Dr. Kadam's doctoral research involved the study of epileptogenesis using in vivo ECOG monitoring using telemetry and in vitro slice electrophysiology in a rat model of perinatal hypoxia-ischemia. During her fellowship training at Hopkins, she helped complete projects investigating the effect of neonatal stroke in a new mouse model established by the Comi laboratory on endogenous neurogenesis in the neurogenic niches of the sub-granular and sub-ventricular zones in the central nervous system. Using the expertise gained during her pre-doctoral training in the Dudek Lab, she has established a mouse electroencephalogram (EEG) laboratory at the Kennedy Krieger Institute with capabilities of recording chronic and continuous EEGs. Dr.

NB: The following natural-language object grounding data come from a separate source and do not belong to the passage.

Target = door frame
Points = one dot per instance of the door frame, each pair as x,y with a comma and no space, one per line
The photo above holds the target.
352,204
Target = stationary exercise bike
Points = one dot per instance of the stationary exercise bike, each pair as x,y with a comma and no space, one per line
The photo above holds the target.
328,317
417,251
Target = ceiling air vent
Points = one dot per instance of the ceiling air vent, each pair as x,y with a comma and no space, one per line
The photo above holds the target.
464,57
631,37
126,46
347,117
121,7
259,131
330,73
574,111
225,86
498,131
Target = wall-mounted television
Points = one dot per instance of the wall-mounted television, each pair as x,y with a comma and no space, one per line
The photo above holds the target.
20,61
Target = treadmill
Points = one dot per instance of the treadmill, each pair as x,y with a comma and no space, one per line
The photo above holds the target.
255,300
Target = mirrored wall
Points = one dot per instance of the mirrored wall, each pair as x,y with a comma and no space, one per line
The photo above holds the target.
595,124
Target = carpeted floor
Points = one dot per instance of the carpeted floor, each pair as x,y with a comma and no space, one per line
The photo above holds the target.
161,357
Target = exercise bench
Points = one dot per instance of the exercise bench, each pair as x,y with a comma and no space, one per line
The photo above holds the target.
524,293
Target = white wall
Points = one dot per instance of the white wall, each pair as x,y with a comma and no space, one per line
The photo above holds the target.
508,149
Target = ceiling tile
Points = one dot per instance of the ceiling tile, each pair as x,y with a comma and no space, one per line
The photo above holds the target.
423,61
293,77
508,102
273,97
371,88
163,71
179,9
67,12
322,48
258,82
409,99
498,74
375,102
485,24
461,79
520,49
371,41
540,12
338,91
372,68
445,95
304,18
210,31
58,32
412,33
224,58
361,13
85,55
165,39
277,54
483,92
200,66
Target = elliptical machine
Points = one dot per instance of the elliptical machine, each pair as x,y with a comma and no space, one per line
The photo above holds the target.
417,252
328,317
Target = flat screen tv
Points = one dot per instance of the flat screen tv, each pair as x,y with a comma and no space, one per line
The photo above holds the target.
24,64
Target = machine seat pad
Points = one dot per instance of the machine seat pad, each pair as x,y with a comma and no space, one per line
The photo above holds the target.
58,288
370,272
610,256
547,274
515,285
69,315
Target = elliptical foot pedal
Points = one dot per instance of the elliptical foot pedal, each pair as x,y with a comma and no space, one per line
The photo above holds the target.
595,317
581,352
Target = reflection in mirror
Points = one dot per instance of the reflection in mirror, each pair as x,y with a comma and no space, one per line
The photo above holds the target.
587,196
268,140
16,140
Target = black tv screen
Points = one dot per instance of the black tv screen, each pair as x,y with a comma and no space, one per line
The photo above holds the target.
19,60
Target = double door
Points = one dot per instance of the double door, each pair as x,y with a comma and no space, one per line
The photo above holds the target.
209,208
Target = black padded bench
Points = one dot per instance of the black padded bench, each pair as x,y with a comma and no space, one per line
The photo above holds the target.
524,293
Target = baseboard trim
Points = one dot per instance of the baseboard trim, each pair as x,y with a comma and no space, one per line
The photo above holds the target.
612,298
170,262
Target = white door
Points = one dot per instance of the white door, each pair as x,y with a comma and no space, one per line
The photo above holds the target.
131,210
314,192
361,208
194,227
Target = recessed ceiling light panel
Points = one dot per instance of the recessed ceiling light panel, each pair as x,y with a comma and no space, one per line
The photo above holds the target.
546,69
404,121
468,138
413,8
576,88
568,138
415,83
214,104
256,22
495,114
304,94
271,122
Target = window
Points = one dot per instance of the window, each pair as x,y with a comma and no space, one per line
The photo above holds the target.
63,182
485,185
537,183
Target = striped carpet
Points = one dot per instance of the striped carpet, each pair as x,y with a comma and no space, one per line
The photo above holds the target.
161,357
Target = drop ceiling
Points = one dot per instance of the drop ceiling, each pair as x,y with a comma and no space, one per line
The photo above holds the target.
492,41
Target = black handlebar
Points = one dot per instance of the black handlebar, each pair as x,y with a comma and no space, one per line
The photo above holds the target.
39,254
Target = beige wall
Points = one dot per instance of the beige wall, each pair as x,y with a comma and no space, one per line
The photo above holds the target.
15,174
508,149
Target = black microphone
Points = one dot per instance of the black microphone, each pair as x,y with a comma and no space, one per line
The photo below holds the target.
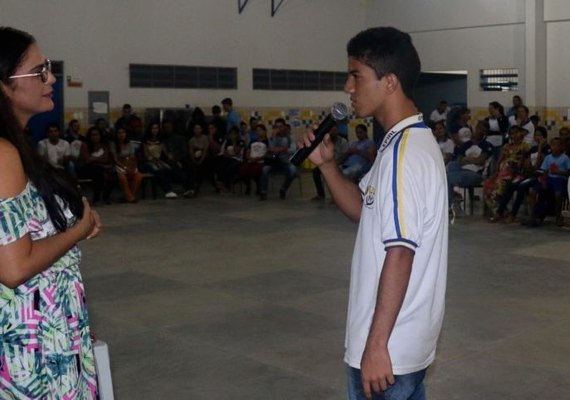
339,111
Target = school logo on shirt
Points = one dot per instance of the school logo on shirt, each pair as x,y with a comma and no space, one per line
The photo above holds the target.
369,196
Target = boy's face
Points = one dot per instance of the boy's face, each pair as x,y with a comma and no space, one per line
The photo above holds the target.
365,89
556,147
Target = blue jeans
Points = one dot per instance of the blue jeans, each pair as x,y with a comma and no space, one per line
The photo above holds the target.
457,176
406,387
287,169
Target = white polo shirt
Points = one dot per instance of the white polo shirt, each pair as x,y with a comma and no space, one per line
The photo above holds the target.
404,204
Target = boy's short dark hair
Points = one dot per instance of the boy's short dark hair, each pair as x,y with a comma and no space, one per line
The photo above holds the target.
363,127
541,130
388,51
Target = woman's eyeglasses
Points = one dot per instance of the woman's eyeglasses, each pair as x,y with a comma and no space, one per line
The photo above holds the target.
43,74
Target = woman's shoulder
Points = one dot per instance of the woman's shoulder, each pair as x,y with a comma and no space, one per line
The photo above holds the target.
12,177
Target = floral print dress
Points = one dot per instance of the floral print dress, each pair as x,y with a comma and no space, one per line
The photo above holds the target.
45,346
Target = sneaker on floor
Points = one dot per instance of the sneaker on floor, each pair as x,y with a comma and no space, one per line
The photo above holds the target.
189,194
451,215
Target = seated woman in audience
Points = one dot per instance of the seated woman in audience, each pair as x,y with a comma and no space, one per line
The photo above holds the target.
126,165
498,127
564,134
155,156
459,128
254,158
96,163
552,184
198,146
445,143
509,168
232,157
216,138
520,187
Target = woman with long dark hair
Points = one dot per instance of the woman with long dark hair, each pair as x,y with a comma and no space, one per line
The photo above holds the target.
45,344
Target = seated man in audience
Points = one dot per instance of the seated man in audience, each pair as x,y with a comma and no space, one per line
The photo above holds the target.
178,157
340,147
459,128
281,148
232,117
551,185
564,134
521,185
252,168
105,129
440,112
53,149
471,160
523,120
73,132
360,155
445,143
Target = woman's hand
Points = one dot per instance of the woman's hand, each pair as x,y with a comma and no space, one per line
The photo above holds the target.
89,225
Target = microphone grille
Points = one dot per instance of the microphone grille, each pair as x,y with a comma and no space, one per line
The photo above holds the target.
339,111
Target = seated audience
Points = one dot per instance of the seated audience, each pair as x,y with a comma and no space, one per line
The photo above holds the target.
231,157
198,148
255,155
564,134
178,157
73,132
96,163
440,112
509,169
471,160
521,186
126,165
106,131
512,112
445,143
340,147
551,187
498,127
459,128
523,120
281,148
232,117
360,155
54,150
155,159
216,139
252,132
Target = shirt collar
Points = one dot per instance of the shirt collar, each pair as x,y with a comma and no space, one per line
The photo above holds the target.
399,127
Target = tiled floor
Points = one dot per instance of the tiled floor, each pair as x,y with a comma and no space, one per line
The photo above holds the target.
226,297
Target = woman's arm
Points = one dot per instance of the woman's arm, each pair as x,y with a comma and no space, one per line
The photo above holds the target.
24,258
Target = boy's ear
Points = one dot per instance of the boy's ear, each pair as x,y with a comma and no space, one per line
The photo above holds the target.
392,83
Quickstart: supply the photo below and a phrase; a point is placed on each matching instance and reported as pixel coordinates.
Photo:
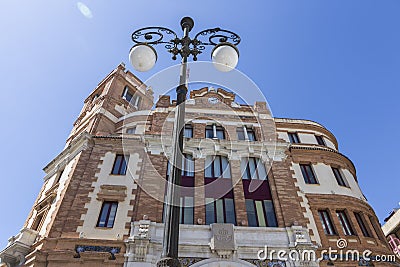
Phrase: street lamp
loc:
(143, 57)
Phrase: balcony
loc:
(18, 247)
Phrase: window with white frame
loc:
(133, 99)
(245, 133)
(217, 166)
(215, 132)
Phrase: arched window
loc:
(217, 166)
(259, 206)
(215, 132)
(220, 207)
(186, 215)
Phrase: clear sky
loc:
(334, 62)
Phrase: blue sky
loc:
(334, 62)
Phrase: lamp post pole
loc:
(169, 256)
(143, 57)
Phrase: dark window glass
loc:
(345, 223)
(59, 176)
(120, 164)
(220, 211)
(294, 138)
(209, 131)
(217, 166)
(361, 223)
(220, 133)
(187, 166)
(320, 140)
(260, 213)
(253, 168)
(186, 210)
(107, 214)
(131, 130)
(308, 174)
(250, 134)
(243, 131)
(134, 100)
(240, 133)
(188, 132)
(339, 178)
(377, 228)
(216, 132)
(38, 221)
(326, 222)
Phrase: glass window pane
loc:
(124, 165)
(181, 209)
(260, 214)
(189, 165)
(244, 168)
(209, 132)
(217, 166)
(250, 135)
(252, 166)
(113, 212)
(188, 132)
(210, 215)
(251, 213)
(225, 167)
(208, 163)
(262, 174)
(189, 211)
(220, 133)
(220, 210)
(117, 164)
(230, 211)
(311, 175)
(240, 133)
(103, 214)
(270, 213)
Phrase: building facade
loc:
(391, 229)
(258, 190)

Kadam is interested in investigating epileptogenesis in animal models of developmental disabilities with the goal to test novel therapies. Her current research projects involve characterizing the acute electrographic seizures and investigating the evolution of refractoriness following ischemia in the neonatal period. She is also leading a study investigating the role of MeCP2 in epileptogenesis and activity dependent glutamate homeostasis in-vivo.